You asked me to address the question, Are skyrocketing fuel costs the result of price fixing in the oil business? DOJ is on the watch for possible collusion, especially as prices have climbed so much following the Gulf Coast hurricanes. Collusion is one possible explanation for increased fuel prices, but the more plausible explanations are worldwide crude prices and refining capacity shortages. Price fixing is one of the categories of antitrust violation that are so plainly anticompetitive that DOJ prosecutes the conduct criminally. Both civil fines and jail time are available to punish price fixing. If DOJ were to develop evidence of price fixing by gasoline or jet fuel suppliers, we would pursue that conduct vigorously to bring criminal charges.
You also asked me to discuss the problem of airport congestion. As you know, a handful of U.S. airports have been so congested that slot controls have been put in place. These rights were originally allocated to incumbent carriers based on existing service, and the airlines present at the creation of the slot system now hold shares of the slots that may be disproportionate to the share of traffic they would have absent slot control.

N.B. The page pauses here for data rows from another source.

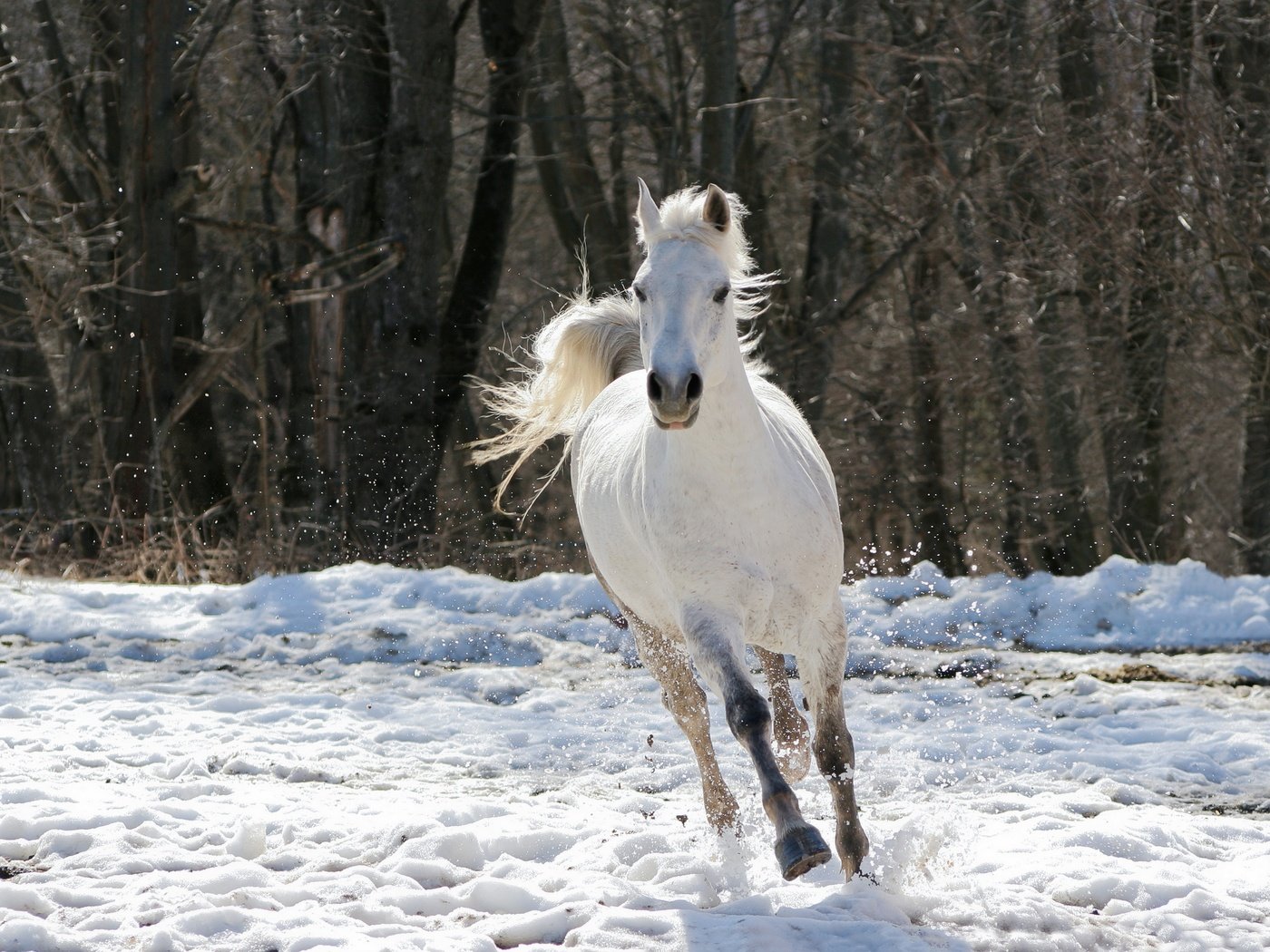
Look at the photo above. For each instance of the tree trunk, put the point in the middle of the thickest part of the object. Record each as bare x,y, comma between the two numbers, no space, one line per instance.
507,34
834,253
1137,508
394,438
718,51
339,110
567,170
29,414
920,118
1240,48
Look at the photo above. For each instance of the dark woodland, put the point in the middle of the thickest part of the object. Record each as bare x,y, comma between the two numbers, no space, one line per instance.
256,253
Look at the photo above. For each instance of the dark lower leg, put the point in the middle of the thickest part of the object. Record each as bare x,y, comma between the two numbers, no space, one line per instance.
793,752
686,701
835,757
799,846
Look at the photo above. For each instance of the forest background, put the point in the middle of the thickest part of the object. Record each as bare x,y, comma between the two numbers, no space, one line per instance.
253,254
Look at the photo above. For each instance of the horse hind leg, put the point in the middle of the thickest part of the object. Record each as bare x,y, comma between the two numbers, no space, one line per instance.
799,846
686,701
793,748
821,672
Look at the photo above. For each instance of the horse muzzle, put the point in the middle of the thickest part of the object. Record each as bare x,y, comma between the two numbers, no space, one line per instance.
675,399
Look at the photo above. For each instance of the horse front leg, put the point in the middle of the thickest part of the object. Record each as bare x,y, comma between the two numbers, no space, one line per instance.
799,846
793,746
822,673
686,701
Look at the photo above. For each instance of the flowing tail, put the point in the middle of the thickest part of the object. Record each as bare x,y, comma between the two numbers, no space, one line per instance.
574,357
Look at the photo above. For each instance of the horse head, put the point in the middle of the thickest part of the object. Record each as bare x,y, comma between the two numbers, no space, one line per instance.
685,298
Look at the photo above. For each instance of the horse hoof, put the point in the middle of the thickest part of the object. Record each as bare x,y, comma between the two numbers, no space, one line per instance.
800,850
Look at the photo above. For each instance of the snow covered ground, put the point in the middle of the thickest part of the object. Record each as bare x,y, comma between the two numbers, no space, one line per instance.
370,758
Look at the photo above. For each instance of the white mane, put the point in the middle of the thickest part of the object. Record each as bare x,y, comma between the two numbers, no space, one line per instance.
593,340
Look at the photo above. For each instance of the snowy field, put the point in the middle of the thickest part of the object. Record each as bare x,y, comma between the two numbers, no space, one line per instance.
370,758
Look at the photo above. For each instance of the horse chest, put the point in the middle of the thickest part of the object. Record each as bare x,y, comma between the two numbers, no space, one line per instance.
669,529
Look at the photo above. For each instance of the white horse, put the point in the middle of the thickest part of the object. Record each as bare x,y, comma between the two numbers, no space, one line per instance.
708,511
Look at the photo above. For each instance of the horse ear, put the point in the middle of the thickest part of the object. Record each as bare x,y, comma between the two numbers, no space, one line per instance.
717,209
647,213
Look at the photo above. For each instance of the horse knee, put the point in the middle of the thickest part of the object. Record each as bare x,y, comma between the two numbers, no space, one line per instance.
748,714
835,753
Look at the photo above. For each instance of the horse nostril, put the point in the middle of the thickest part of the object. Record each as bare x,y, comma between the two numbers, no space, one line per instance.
654,387
695,386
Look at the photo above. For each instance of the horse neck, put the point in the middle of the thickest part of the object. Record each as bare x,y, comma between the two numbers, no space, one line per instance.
730,421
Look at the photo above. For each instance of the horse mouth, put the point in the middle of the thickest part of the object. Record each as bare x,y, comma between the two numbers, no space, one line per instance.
676,424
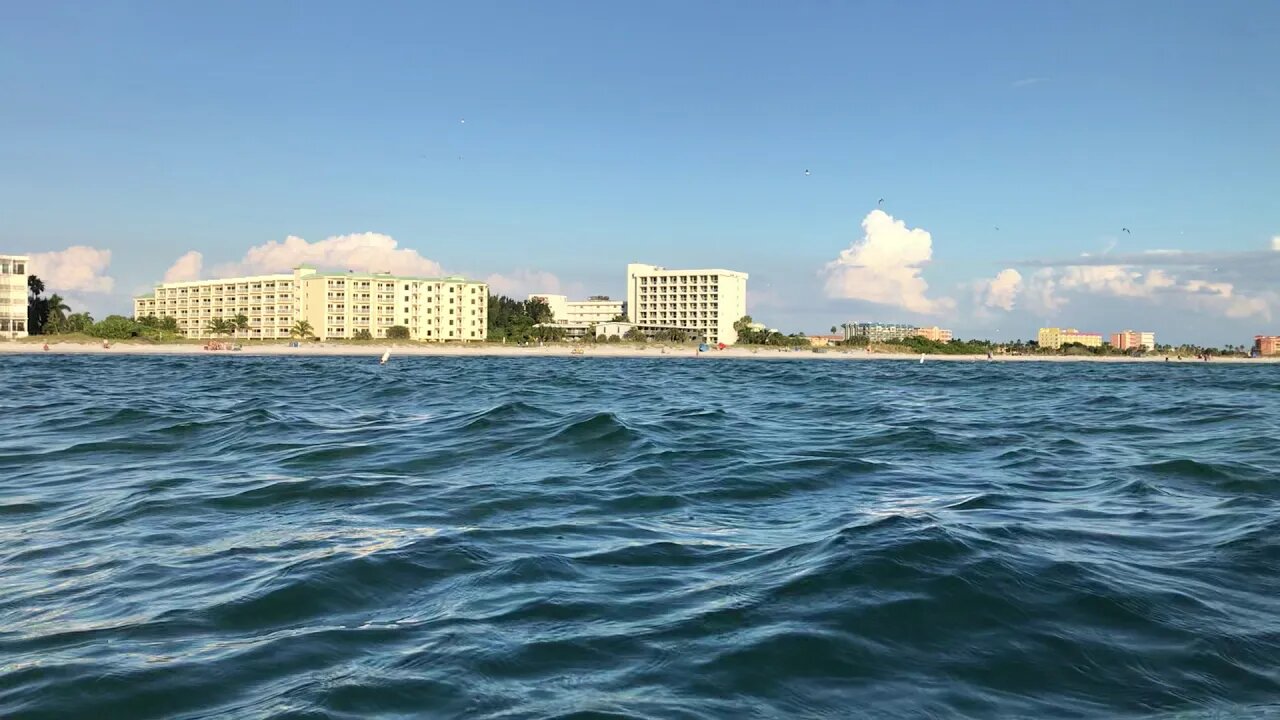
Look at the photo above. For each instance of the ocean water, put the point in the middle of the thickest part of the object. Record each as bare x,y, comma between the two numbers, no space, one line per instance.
292,537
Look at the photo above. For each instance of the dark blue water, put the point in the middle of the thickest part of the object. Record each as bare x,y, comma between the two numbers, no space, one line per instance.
240,537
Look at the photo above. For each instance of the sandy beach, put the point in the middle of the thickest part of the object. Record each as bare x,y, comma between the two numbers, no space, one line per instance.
561,350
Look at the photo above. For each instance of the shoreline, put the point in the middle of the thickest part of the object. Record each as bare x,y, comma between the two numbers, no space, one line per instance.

How should the government address the congestion problem and the best allocation of slots? At the extremes, the suggestions are to build more runways or remove all slot controls and let the airlines work it out with their passengers. Less radically, the DOJ has recommended developing a market-based solution. Try, for example, annually reallocating some fraction of the slots, which would be surrendered by the current slot holders and acquired in an auction to the highest bidders. This would help ensure that slots are put into the hands of the carriers that can put them to the most valuable use. If enough slots are reallocated at once, an auction creates the possibility that a regional carrier or a group of them could acquire enough slots to challenge large carriers on a particular route or in a regional network.
Peak period pricing is another system that uses economic incentives to encourage more efficient use of takeoff and landing rights.
The best solution may differ among airports. The DOJ Antitrust Division plans to continue working on this problem with DOT and FAA, which are open to considering market-based solutions.
You in the airline business live in interesting times, in the language of the Chinese curse. In addition to the issues we have discussed today, you are faced with the challenges of more direct competition against the major carriers, increased security requirements, the difficulties of operating a regional fleet (and regional jets) efficiently as costs increase, proposed government funding and legislative changes (like repeal of the Wright Amendment), and the possibility of more foreign investment in U.S. airlines.
I am confident there will always be role for regional airlines, low cost entrepreneurs without which many of us would be stuck on the ground.